Cherman recently brought on Vinod Kasturi as the CEO of MARKET. Kasturi previously worked as CEO, Americas at Kitsune, a Tokyo and Paris-based fashion brand that’s also moved into hospitality. Kasturi said the goal with retail is for it to always be profitable, and in order to ensure that he finds spaces where he can do creative deals. The FISH MARKET is located in a space that was abandoned and will be demolished soon and turned into luxury condos.

“When you do that, we can get flexible with the landlord on rent structure and flexible options to extend,” says Kasturi. “The reason we can do retail is because Mike and the team have done a great job of growing the brand on a national scale with 40 to 50 wholesalers like Nordstrom. We’ve built a healthy business to take some of these swings.”

“We’ve been missing a person to help corral some of that ADD energy and synthesize that into something that can be productive for the business and for the brand,” says Cherman of Kasturi. “I would have gotten an expensive space and signed a huge lease and been in an expensive situation. The lesson is, you don’t need to spend a bunch of money for retail, you can be creative if you are willing to roll up your sleeves and do some work.”

Cherman has been on a journey with MARKET. He launched the brand at ComplexCon in 2016 based on bootlegs before partnering with brands like Puma, Lacoste, and The Grateful Dead on collabs, as well as working with the Smiley license on products that were sold at Urban Outfitters. In 2021, Julian Han Bush started a Change.org petition for Cherman to change Chinatown Market’s name, stating, “The concept of Chinatown is not for sale, especially not by a white person who only uses the word Chinatown as a synonym for bootleg.” Cherman and team quickly responded by acknowledging that Chinatown wasn’t their name to use. He will donate proceeds of the store profits to New York organization Welcome To Chinatown’s “The Longevity Fund,” which provides monetary grants to assist Manhattan Chinatown small businesses.

“Speaking as a vulnerable creative, it was a challenge to figure out how do you brand things? How do you do a text layout when you used to have two words and now you have one and then, you know, finding the right voice coming out of the pandemic? I think everyone had that challenge whether or not they changed their name,” says Cherman.

Cherman has also gone through different aesthetic phases with the brand at one point moving more into ready-to-wear, then discovering his customer expects graphic T-shirts from his line. And early on he made the decision to forgo being the cool guy, hype brand.

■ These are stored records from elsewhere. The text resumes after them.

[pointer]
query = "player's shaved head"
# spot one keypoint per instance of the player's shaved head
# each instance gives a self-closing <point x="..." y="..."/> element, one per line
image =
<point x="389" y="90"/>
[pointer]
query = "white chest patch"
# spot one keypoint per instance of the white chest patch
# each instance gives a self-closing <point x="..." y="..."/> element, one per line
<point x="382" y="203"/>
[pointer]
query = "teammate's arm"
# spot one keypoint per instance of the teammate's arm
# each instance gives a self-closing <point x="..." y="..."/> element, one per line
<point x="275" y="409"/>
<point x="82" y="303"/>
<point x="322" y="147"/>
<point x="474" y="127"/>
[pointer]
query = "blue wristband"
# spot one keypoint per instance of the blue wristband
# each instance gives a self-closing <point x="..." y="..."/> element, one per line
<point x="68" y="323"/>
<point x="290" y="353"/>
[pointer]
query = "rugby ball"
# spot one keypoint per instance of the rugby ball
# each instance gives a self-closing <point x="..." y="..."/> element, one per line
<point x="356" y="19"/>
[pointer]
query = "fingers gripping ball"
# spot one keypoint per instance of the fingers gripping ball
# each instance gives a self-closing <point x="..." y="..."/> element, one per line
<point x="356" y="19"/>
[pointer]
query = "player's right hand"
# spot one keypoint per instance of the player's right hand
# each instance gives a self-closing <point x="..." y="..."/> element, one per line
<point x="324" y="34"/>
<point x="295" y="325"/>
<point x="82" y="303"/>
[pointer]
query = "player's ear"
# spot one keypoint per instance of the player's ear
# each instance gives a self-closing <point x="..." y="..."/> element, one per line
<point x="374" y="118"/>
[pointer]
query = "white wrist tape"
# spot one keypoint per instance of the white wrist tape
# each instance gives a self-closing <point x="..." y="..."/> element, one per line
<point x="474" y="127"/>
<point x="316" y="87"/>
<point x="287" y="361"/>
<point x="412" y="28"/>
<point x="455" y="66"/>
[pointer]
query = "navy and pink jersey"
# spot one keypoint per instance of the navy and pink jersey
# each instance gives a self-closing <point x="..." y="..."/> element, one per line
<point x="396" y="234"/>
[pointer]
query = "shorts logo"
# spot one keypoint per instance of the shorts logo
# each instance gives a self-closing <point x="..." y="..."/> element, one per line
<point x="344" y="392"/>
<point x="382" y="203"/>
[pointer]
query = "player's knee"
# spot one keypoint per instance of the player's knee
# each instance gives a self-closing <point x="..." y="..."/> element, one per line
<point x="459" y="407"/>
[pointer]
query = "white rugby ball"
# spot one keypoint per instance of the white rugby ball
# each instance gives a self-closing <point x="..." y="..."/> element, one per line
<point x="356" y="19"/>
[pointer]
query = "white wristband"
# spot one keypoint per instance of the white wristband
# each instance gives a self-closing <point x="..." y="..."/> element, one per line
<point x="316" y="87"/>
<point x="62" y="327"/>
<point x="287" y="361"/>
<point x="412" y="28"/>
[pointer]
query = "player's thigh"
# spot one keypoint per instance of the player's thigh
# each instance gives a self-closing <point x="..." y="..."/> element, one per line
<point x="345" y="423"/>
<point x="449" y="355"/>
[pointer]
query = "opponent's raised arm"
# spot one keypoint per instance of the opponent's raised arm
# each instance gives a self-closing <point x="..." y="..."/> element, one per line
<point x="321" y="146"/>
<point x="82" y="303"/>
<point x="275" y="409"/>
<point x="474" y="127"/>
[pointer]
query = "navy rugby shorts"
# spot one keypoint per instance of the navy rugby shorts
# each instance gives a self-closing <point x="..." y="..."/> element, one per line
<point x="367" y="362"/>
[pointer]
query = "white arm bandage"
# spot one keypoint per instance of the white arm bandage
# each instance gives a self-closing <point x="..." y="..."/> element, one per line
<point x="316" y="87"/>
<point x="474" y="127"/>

“We decided to let more people in and to be more of an inclusive brand, which ultimately did hurt us being in the cool guy zeitgeist,” says Cherman. “Kids were, like, ‘I can't resell this on Grailed.’ But the reality is that we want to make something that is inclusive of more people. And while we might miss out on that customer, we do believe that the MARKET universe can service the right type of customer. And it's not someone who is just there for today, gone tomorrow.”

Aside from moving into retail, Cherman, who took on investment from The Chernin Group, says there are plans to reenter the Japanese and Korean markets, build a larger relationship with retailers like Nordstrom, and introduce more brands under MARKET Studios.

“I can't say the exact projects, but we're launching three brands that are gonna come out of this world,” says Cherman. “MARKET Studios is going to become this house of brands that we're really excited about. We've done this for so many people for so many years and now it's time for us to actually step out and just start flexing that muscle for ourselves.”